Hello! We are also having this problem (training on gigaword with ≈100k vocab size); we're going to try switching from Adam to SGD for the optimizer, but can you think of any other reason for the numerical instability? From looking at the train_context2vec.py debugging output, it looks like what's happening is that at a certain point something's going haywire with the loss calculation:

...
1870001000 words, 113.03 sec, 8851.34 words/sec, 0.5178 accum_loss/word, 0.5133 cur_loss/word
1871000900 words, 113.64 sec, 8798.89 words/sec, 0.5178 accum_loss/word, 0.5067 cur_loss/word
1872001300 words, 114.65 sec, 8725.45 words/sec, 0.5178 accum_loss/word, 0.5145 cur_loss/word
1873001400 words, 113.60 sec, 8804.03 words/sec, 0.5178 accum_loss/word, 0.5002 cur_loss/word
1874001000 words, 112.24 sec, 8906.06 words/sec, 0.5177 accum_loss/word, 0.5073 cur_loss/word
1875001800 words, 113.57 sec, 8812.27 words/sec, 0.5177 accum_loss/word, 0.5154 cur_loss/word
1876000200 words, 112.69 sec, 8859.95 words/sec, 0.5177 accum_loss/word, 0.5180 cur_loss/word
1877001800 words, 113.26 sec, 8843.53 words/sec, 0.5177 accum_loss/word, 0.5158 cur_loss/word
1878001000 words, 112.73 sec, 8863.40 words/sec, 0.5177 accum_loss/word, 0.5075 cur_loss/word
1879002500 words, 113.53 sec, 8821.38 words/sec, 0.5177 accum_loss/word, 0.5180 cur_loss/word
1880002900 words, 113.68 sec, 8800.24 words/sec, 0.5178 accum_loss/word, 0.6031 cur_loss/word
1881000000 words, 112.80 sec, 8839.40 words/sec, 0.5180 accum_loss/word, 0.9049 cur_loss/word
1882002600 words, 113.07 sec, 8867.03 words/sec, 0.5196 accum_loss/word, 3.5249 cur_loss/word
1883000200 words, 112.69 sec, 8852.61 words/sec, 0.5209 accum_loss/word, 2.9450 cur_loss/word
1884000600 words, 113.57 sec, 8808.81 words/sec, 0.5218 accum_loss/word, 2.2366 cur_loss/word
1885001200 words, 113.18 sec, 8841.15 words/sec, 0.0000 accum_loss/word, nan cur_loss/word
1886004100 words, 113.48 sec, 8837.67 words/sec, 0.0000 accum_loss/word, nan cur_loss/word
1887001500 words, 112.52 sec, 8864.07 words/sec, 0.0000 accum_loss/word, nan cur_loss/word
1888000600 words, 112.87 sec, 8851.65 words/sec, 0.0000 accum_loss/word, nan cur_loss/word
...

Looking at the code, it looks like the loss NegativeSampling loss function is returning NaN when asked for its data on line 138 of train_context2vec.py, which sounds to me like either gradient vanishing or exploding. But I'm a bit surprised to see it happen this way- seems like it should have taken a little longer to blow up (or vanish), and also would've resulted in some more dramatic fluctuations in the output numbers before hitting NaN.

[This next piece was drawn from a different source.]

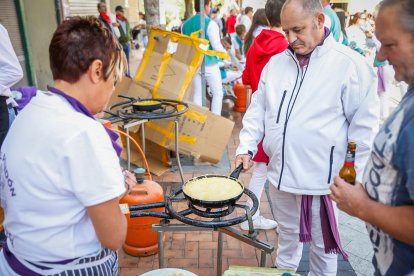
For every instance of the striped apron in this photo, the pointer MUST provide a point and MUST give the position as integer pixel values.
(103, 263)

Training happily continues for a few more days afterwards, but the resulting vectors are (unsurprisingly) full of NaNs. It happens at different points in the training (i.e., not always after the same number of words) so it doesn't seem to be caused by a malformed chunk of input, or anything like that, at least not as far as we can tell.

mfxss commented

@stevenbedrick I decreased the learning rate and got a better result. When you got nan the model is very likely to overfit. So you can stop for you have got a really small number that can't be recognised. Hope my experience helps.

Yes. I'd suggest you try decreasing the learning rate. That can be done both for Adam and SGD.

OK, we're going to try turning Adam's alpha value down to 0.0005 and see if that gets us anywhere. Thanks for the tips!